If you had been born into an American Indian tribe and given a traditional Indian name, what would it be based on the traits you have? 


My name would be _"He Who Bites Off More Than He Can Chew."_



C'mon be honest, what's your Indian name?


----------



## Schroedc (Jul 8, 2014)

Tries Many times, Eventually succeeds.

Reactions: Funny 1


----------



## Kenbo (Jul 8, 2014)

Two-Dogs-Humping.

Reactions: Funny 2


----------



## Kevin (Jul 8, 2014)

Kenbo said:


> Two-Dogs-Humping.



You've had sex with a dog? 

You dirty dog . . . . .

Reactions: Way Cool 1


----------



## Kenbo (Jul 8, 2014)

Kevin said:


> You've had sex with a dog?
> 
> You dirty dog . . . . .




It's a punchline of an old joke..........I guess I figured the joke would be known.

Okay, new name for me...............One Whose Joke Goes over Like Fart in Wet Suit.

Reactions: Funny 1


----------



## ButchC (Jul 8, 2014)

No idea what my given name would have been, but someone would have eventually nicknamed me "Butch"

Reactions: Like 2


----------



## Kevin (Jul 8, 2014)

I'm familiar with the joke Ken. There's another one along the same lines.

"Why do you ask, Broken Rubber?"

Reactions: Like 1 | Funny 2


----------



## Brink (Jul 8, 2014)

He who fling poo

Reactions: Funny 2


----------



## Brink (Jul 8, 2014)

Dances with bikers


----------



## duncsuss (Jul 8, 2014)

Stands in shavings.


----------



## davduckman2010 (Jul 8, 2014)

broken level


----------



## LoneStar (Jul 8, 2014)

Makataimeshikiakiak.

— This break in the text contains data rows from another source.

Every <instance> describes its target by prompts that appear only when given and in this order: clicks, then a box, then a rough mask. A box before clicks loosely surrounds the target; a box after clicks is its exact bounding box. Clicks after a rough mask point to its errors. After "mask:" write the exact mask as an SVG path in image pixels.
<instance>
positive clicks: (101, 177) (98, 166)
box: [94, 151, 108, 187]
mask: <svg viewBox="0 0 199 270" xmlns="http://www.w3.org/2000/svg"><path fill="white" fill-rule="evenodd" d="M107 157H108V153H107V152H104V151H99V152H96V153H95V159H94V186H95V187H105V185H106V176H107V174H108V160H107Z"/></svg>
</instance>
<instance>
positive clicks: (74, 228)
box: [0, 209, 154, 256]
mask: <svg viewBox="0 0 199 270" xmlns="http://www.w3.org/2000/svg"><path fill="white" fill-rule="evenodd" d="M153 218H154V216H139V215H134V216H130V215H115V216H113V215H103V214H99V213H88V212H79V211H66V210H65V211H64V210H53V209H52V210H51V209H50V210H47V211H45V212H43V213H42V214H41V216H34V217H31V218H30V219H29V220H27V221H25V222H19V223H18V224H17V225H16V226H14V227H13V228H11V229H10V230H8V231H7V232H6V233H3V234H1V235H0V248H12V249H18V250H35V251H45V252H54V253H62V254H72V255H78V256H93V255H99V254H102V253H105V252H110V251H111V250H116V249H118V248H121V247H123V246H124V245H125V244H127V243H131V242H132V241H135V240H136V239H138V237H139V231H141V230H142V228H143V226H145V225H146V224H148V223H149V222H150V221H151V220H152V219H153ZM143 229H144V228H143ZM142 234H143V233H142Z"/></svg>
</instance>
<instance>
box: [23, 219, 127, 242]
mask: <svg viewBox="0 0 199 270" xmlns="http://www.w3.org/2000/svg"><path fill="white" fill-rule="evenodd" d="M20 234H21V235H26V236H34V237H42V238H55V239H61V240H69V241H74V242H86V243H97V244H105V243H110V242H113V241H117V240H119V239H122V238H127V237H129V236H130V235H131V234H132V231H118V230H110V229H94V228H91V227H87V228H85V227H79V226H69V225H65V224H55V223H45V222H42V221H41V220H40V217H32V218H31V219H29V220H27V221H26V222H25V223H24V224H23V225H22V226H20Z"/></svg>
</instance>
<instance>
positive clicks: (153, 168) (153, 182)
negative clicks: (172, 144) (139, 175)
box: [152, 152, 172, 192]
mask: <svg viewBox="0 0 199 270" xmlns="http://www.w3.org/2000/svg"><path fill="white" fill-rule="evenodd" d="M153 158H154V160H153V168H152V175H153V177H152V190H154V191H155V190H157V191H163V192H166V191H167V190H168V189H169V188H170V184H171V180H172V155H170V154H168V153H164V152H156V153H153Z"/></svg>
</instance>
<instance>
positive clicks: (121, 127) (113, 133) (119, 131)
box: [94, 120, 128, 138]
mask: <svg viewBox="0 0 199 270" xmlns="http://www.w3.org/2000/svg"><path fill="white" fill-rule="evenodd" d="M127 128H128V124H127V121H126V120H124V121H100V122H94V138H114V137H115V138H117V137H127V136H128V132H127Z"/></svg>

Oh wait, you meant a joke.... Probably "Works Too Cheap"


----------



## Brink (Jul 8, 2014)

Sasquatch


----------



## robert flynt (Jul 8, 2014)

My grand mother was 1/4 Cherokee so I guess mine would be Make knives or Lost in the woods.


----------



## NYWoodturner (Jul 8, 2014)

Well I guess it depends on who you ask...
"Talks too much"
"Turns his wood"
lol - I could have fun with this - Or more over the people around me could have _MORE _fun with this


----------



## jmurray (Jul 9, 2014)

My Mexican buddies from work call me. " el burro Blanco"? Their kinda native American

Translates to " the white donkey" for our English crowd

Reactions: Funny 1


----------



## JR Custom Calls (Jul 9, 2014)

Bear... I get lots of Austin Powers jokes when we swim


----------



## Molokai (Jul 9, 2014)

Kenbo said:


> Two-Dogs-Humping.


I was just telling that joke to my wife. lol

Reactions: Like 2


----------



## HomeBody (Jul 10, 2014)

My wife calls me a negative smartass so I guess that would be my name. Gary


----------



## JR Custom Calls (Jul 10, 2014)

HomeBody said:


> My wife calls me a negative smartass so I guess that would be my name. Gary


I suppose that's better than being a positive dumb one


----------